The governments of our African countries are essentially the first brigade in this multi-tentacled conspiracy to keep Africans poor and destitute. The biggest reason for their culpability is not just because they were and continue to be corrupt, that they perpetuate tribal and sectional divisions to dominate power, and that they strike treasonous deals with multinationals to sell their country's precious resources for the price of kickbacks.

These are certainly dastardly deeds, but I believe they pale in comparison with their systematic dismantling of the very foundation of modern state leadership. Corruption is bound to happen in any institution, and governments are not immune from such, but Africa's governments have exacerbated the ills of corruption by systematically diverting state money abroad while destroying the spirit of public service in the process. A recent article from the prospect magazine coherently lays out this argument as formulated by Matthew Lockwood in a book titled, The State They're In. It sounds rather grave to say, but most African governments are essentially setup and run without the slightest concern for the country's welfare. In Asia, many of the government institutions had their share of corrupt technocrats and politicians, but you get the sense that the graft was incidental to the larger enterprise of serving their country. In other words, corruption by the leaders and stakeholders was not the main show as it is in many African countries, but was rather carried out by some elements that can credibly be called public servants.

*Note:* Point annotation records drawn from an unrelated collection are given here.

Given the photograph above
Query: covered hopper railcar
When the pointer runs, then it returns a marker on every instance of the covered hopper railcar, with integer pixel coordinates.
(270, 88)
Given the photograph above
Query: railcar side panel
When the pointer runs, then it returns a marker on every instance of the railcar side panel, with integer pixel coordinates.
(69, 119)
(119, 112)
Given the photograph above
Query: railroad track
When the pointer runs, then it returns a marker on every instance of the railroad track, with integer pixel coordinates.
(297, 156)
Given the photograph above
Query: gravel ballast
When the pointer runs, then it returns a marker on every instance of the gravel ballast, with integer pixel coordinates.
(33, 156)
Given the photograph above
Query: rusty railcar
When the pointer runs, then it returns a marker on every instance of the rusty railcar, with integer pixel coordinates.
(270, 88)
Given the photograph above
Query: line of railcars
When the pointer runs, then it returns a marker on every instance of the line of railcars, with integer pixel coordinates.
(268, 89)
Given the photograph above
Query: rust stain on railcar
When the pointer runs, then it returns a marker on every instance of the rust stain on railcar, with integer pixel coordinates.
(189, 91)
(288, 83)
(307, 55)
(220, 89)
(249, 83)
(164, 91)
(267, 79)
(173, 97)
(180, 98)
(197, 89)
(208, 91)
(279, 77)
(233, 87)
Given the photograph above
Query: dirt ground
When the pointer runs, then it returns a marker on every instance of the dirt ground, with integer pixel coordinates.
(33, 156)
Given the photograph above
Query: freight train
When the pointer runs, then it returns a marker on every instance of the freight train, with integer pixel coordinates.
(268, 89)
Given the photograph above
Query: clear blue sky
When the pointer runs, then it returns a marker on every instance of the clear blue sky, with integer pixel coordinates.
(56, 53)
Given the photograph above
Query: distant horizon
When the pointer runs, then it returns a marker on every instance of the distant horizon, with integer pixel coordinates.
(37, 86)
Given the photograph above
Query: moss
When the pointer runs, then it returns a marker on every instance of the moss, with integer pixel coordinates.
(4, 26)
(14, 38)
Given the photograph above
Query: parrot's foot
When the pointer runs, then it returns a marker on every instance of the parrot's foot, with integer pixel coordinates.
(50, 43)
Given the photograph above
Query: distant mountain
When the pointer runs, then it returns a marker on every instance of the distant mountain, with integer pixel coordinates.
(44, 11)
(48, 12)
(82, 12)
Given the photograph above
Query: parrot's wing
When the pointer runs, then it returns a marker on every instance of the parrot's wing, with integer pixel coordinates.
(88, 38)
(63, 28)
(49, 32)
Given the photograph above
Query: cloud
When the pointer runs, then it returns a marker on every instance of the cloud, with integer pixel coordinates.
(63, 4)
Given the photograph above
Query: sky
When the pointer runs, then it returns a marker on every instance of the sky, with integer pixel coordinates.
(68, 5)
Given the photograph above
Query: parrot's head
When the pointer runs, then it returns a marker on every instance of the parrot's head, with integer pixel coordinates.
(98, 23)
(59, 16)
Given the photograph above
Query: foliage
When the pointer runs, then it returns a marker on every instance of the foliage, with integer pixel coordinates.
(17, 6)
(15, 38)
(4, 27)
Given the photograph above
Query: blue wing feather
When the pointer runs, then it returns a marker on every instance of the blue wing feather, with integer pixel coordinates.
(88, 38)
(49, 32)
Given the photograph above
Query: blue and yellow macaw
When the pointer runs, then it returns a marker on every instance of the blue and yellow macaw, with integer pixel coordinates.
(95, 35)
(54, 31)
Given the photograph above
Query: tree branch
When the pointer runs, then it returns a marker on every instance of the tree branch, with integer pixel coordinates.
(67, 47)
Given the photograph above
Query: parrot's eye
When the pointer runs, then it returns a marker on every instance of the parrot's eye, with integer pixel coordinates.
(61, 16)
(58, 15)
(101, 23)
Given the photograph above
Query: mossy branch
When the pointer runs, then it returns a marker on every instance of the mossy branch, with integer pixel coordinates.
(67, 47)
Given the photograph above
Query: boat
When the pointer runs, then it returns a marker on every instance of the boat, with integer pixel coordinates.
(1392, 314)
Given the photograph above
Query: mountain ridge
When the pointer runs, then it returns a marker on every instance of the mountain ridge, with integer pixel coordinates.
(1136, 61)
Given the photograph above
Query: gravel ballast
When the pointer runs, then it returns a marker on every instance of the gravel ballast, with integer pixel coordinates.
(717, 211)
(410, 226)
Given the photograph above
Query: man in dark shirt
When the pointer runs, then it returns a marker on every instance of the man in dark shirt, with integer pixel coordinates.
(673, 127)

When the whole political infrastructure, civil service corps and assorted other institutions are dedicated to graft and power grubbing as an end in and of itself, it is safe to say that measurable progress is not desired as a goal. While the looted money from the depleted treasuries is stashed in Swiss bank accounts, the governments devote what is left of their resources to stifling the energies and industry of their people. It is not by accident that Agricultural innovations that are hundreds of years old and costing fractions in the world market are not deployed in the African countryside. Products that are produced in Africa lag in marketability because we have not kept up with the global quest for cheaper modes of production and faster vehicles of delivery. There is the perennial complaint about western governments subsidizing their farmers, but that’s only part of the problem, because we can not honestly argue that our own governments do enough to help the chances of our own farmers.

Nonetheless, the machinery of African governments is very efficient in directing the resources of their treasuries to buying arms and munitions in the world market. The supply chain processes in many African countries are fairly advanced in their military procurements, but they can hardly be expected to institute functioning water waste projects or healthcare systems to treat the millions in their own capital cities. They can buy fighter jets and state of the art radar systems, but implementing manufacturing plants for basic agricultural tools is beyond their abilities. They can certainly rig up whole cities for their oil multinational partners, but claim poverty when it comes to providing the same amenities for their people.

It is clear that many of these governments and their patrons are invested in the status quo, and would rather discourage the emergence of a better-fed and educated populace lest their grip on power be challenged. This article is full of generalized accusations, and certainly intentionally devoid of a lot of nuance, but if it gets you to look more closely at our very foundations of government, then it has served its purpose. As an African, it is sobering to realize that we got off on the wrong footing when the colonialist left and we continue to be lost in the wilderness. The whole enterprise is going nowhere, and it’s about time we admit it.